[PATCH v3 07/24] Documentation for memory tagging remote packets

Tue Nov 17 14:44:16 GMT 2020

On 11/17/20 9:29 AM, David Spickett wrote:
>> Right. The type is really telling you what specific kind of tag you are
>> requesting, not the technology. So it may be perfectly valid to request
>> a MTE logical tag from the remote target, but the remote target doesn't
>> know how to reply to that at the moment (nor does it make much sense, IMO).
>>
>> The tag types don't overlap at the moment, given they are an ENUM in
>> generic code. So the server will tell them apart by their values.
> 
> Ok but my concern here is that there are two aspects to type. (which I
> probably confused earlier tbf)
> 
> 1. logical vs allocation
> 2. MTE vs <future tagging technology>
> 
> So we have three scenarios:
> 1. Server uses type to decide between logical and allocation

Right now 0 maps to logical and 1 maps to allocation for all 
architectures. For AArch64 0 maps to MTE logical and 1 maps to MTE 
allocation.

But, if more tag types are supported in the future, we will need to map 
types to logical, allocation or something else.

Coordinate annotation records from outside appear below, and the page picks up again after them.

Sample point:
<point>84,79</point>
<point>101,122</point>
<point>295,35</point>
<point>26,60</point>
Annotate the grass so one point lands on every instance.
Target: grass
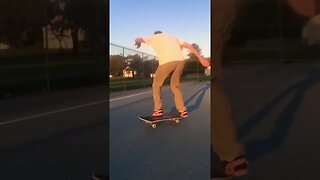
<point>30,74</point>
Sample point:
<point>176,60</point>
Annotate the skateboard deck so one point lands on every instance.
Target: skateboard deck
<point>153,121</point>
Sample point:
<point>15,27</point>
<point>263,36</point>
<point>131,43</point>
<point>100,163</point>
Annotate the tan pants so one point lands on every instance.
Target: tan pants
<point>163,71</point>
<point>223,133</point>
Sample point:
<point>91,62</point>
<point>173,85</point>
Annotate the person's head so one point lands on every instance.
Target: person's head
<point>157,32</point>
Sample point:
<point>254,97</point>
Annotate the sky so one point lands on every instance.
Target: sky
<point>188,20</point>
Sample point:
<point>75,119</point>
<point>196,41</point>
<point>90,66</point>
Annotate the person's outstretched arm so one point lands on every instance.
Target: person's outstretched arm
<point>202,60</point>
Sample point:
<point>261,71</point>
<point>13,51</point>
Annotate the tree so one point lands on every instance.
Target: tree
<point>136,62</point>
<point>22,21</point>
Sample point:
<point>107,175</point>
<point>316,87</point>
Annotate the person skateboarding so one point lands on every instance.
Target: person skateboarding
<point>171,60</point>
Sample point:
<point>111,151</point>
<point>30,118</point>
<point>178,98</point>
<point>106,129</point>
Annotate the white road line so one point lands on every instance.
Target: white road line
<point>52,112</point>
<point>124,97</point>
<point>67,109</point>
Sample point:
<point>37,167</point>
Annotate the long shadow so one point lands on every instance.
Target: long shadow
<point>35,143</point>
<point>200,93</point>
<point>257,148</point>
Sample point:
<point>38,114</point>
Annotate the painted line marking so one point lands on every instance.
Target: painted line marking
<point>51,112</point>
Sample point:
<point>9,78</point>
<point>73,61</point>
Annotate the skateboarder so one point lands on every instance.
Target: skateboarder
<point>223,134</point>
<point>171,60</point>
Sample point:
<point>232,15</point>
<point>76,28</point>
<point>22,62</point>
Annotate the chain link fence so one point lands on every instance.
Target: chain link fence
<point>49,48</point>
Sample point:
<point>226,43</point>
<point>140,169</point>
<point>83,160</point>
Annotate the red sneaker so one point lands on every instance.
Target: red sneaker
<point>157,113</point>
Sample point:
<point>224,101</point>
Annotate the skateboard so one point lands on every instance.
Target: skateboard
<point>153,121</point>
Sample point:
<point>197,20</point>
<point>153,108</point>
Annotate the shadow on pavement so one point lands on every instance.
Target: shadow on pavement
<point>257,148</point>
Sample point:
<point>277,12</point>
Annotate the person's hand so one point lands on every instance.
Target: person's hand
<point>204,62</point>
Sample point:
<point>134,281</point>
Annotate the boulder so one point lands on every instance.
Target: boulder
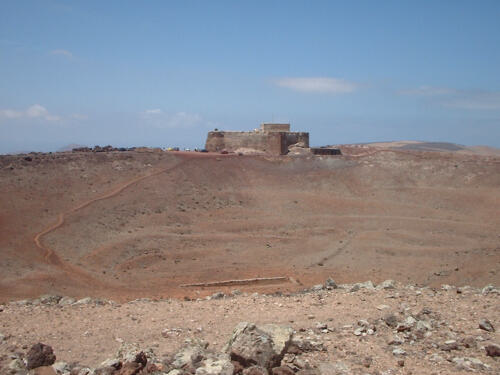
<point>40,355</point>
<point>263,345</point>
<point>282,370</point>
<point>44,370</point>
<point>216,364</point>
<point>387,284</point>
<point>330,284</point>
<point>492,350</point>
<point>49,299</point>
<point>65,301</point>
<point>255,370</point>
<point>486,325</point>
<point>191,355</point>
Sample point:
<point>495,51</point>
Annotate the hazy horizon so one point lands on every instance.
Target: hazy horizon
<point>164,73</point>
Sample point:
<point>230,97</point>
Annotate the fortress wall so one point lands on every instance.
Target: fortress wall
<point>272,143</point>
<point>296,137</point>
<point>271,127</point>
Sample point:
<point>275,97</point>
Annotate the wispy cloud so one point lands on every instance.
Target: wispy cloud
<point>159,118</point>
<point>317,85</point>
<point>36,111</point>
<point>455,98</point>
<point>79,116</point>
<point>62,52</point>
<point>156,111</point>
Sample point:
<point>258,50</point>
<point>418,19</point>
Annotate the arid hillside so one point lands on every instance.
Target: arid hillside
<point>141,224</point>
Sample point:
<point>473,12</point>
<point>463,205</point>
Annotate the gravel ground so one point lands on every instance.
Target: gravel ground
<point>434,331</point>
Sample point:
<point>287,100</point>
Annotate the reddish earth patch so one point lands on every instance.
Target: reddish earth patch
<point>128,224</point>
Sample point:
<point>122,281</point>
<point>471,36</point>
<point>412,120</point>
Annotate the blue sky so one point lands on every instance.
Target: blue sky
<point>163,73</point>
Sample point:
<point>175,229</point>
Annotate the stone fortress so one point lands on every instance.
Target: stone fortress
<point>270,138</point>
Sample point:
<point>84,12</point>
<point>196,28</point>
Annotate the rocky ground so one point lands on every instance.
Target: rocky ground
<point>328,329</point>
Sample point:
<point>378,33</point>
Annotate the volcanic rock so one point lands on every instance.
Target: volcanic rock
<point>40,355</point>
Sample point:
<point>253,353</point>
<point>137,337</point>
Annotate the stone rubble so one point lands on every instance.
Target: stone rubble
<point>410,335</point>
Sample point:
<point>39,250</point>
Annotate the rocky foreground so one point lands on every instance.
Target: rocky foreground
<point>329,329</point>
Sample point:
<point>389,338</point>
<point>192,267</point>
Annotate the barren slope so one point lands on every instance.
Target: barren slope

> 2. Server uses type to decide between MTE and <future tagging technology>

Right now 0 and 1 map to MTE for AArch64 and ADI for SPARC (not yet 
supported). In the future, if there are more tagging technologies, we 
will need to provide a mapping from tag types to tag technology.

> 3. The combination of the two, should a system have both technologies

In this case, we will use two mappings: type to tag type and type to tag 
technology.

> 
> What I want to avoid is a two step process:
> 1. Somehow select tagging technology you want to interact with
> 2. You send memtag packets with the logical vs allocation "type"
> 
> Which would be needed if the protocol "type" is just allocation vs
> logical. If the "type" includes the technology
> then we can do it in one step.

Right now you can infer the technology and logical/allocation from the 
type. There is no need for a two step process. I don't anticipate a need 
for that in the future either, as long as we prevent the tag type ENUM 
from having overlapping values.

> 
> So I prefer:
> 0 = mte logical, 1 = mte allocation, 1 = future logical, 2 = future
> allocation, 3 = future tag form (not logical/allocation) etc...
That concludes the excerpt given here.